で、そんな風に不安定な自分自身の判断力を使い続ける事自体も辛いのです。そのポテンシャルが自分で疑わしくて不安に耐えられない。とても自分にそんな能力があるとは思えないんですよね。だから、もっと安定した外部の価値基準に合わせてしまいたい、大きくて頼もしい何かと自分を同一化させて安心したい、という気持ちも抗いがたくあります。やっぱりたった一人で何の後ろ盾も指針もなく、自分だけの価値基準を磨き続けるというのは、言葉で言うのは簡単ですけど実際は至難の業ですし不安極まりないですし、そういう孤独な城壁に閉じこもっているばかりでなく、やっぱり誰かと関わって褒められたり貶されたりして剥き身の外部に接したりする経験も絶対に必要なのですが、でも、だからといって自分と何となくウマが合う居心地の良い交友関係の中に自分の価値基準を溶かし込んでしまうとか、世間的に通りの良い組織に従属して、その中のヒエラルキーに自分の価値基準を配置してしまうとか、そういうのはまずい。そういう場というのは、自らが責任主体であるべき判断の代行をやってくれるので、これだと如何にもわかってる雰囲気の集団の中で、もっともらしいポーズを保ちながら、それなりに美術について考えたり楽しんだりできる場が保証されるので、ある意味便利なのですが、しかしそれだとやはり私は、何か違うんじゃなかろうか、と思うのです。だからその誘惑に抗う事も、すごく大事です。…いや、人間なんて弱いので、こういう事は実際無意識のうちに起こり得るのです。というか、まあこれも体質とか性格に依存するのでしょうけど。もちろん私は弱いタイプなんですそういうのに。だから余計警戒してる訳です。
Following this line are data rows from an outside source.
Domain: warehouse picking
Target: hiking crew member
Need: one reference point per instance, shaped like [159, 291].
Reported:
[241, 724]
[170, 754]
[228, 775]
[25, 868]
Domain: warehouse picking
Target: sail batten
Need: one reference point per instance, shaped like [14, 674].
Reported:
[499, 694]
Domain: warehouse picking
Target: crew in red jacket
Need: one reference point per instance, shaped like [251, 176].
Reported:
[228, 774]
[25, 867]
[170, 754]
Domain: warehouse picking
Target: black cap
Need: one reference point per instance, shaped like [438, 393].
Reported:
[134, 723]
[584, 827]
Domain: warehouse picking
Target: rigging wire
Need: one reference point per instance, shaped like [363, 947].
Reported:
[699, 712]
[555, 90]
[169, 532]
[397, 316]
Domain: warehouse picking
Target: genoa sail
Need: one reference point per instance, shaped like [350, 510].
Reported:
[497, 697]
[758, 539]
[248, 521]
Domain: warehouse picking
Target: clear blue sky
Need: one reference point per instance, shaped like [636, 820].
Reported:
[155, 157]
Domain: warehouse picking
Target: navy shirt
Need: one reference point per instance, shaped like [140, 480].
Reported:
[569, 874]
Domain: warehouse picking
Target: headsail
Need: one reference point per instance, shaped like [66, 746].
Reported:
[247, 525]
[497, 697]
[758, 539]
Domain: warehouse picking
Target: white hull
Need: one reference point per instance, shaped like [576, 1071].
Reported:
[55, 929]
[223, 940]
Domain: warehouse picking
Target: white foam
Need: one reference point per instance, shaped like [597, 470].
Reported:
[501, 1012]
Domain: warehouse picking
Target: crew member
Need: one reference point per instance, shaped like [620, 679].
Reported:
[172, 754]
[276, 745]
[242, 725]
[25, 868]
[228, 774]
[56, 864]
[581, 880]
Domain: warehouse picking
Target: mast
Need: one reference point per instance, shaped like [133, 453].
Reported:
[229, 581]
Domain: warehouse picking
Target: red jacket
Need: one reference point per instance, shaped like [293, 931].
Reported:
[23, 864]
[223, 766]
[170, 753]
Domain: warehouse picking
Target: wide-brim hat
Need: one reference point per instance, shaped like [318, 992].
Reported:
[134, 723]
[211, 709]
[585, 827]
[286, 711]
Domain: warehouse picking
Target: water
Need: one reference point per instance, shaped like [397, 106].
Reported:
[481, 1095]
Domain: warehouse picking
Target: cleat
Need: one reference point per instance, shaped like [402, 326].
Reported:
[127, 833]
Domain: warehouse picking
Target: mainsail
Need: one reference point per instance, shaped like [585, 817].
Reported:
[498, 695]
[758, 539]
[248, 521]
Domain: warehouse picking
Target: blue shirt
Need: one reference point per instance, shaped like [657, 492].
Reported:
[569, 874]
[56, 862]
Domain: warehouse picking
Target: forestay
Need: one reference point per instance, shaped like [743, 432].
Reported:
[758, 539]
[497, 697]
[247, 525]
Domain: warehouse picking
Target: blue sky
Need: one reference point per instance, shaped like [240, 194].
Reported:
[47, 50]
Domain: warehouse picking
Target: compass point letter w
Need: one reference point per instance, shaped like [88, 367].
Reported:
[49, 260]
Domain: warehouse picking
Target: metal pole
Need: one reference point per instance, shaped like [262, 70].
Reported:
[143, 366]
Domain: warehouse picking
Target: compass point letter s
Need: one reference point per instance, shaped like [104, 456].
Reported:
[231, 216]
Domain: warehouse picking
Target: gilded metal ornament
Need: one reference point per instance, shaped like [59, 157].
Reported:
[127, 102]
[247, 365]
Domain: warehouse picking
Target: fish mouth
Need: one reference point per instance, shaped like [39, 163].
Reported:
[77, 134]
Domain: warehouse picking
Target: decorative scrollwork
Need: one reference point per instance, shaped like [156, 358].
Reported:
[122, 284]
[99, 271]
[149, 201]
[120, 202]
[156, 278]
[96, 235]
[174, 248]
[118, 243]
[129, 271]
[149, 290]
美術作家でありながらウェブ上に何か文章を書き残しておられる方々というのが、私だけでなく沢山いらっしゃる訳ですが、そういう方々とは私が知る限りとにかくもっともらしい雰囲気や上辺だけでわかったような感触には異常に敏感に拒否反応を示しそうな方が多く、そういう雰囲気を徹底的に嫌うという感じで、場の和やかさとか空気とかは二の次で、なるべく覚醒している状態を望むような傾向の人が多いように感じられます。でも私などもそれはとても正しいと感じますし、ほとんど目を覚まされるような思いにさせられますし、こちらも見習って頑張りたいと思うのですが、でも私のちからでは所詮「鈍感さ」と「判断責任を外部依存する弱さ」の両端を行ったり来たりしているだけといったような体たらくで、かなり恥ずかしい有様ではありますが、まあそういう危なっかしいロープの上で不恰好でも何とか自分なりにバランスを保ちつつやっていくためには、やはり自分自身のトレーニングが必要です。だからこうして書き続ける事で「良いものに敏感に反応する」事になるべく緊張感を持つようにしているのです。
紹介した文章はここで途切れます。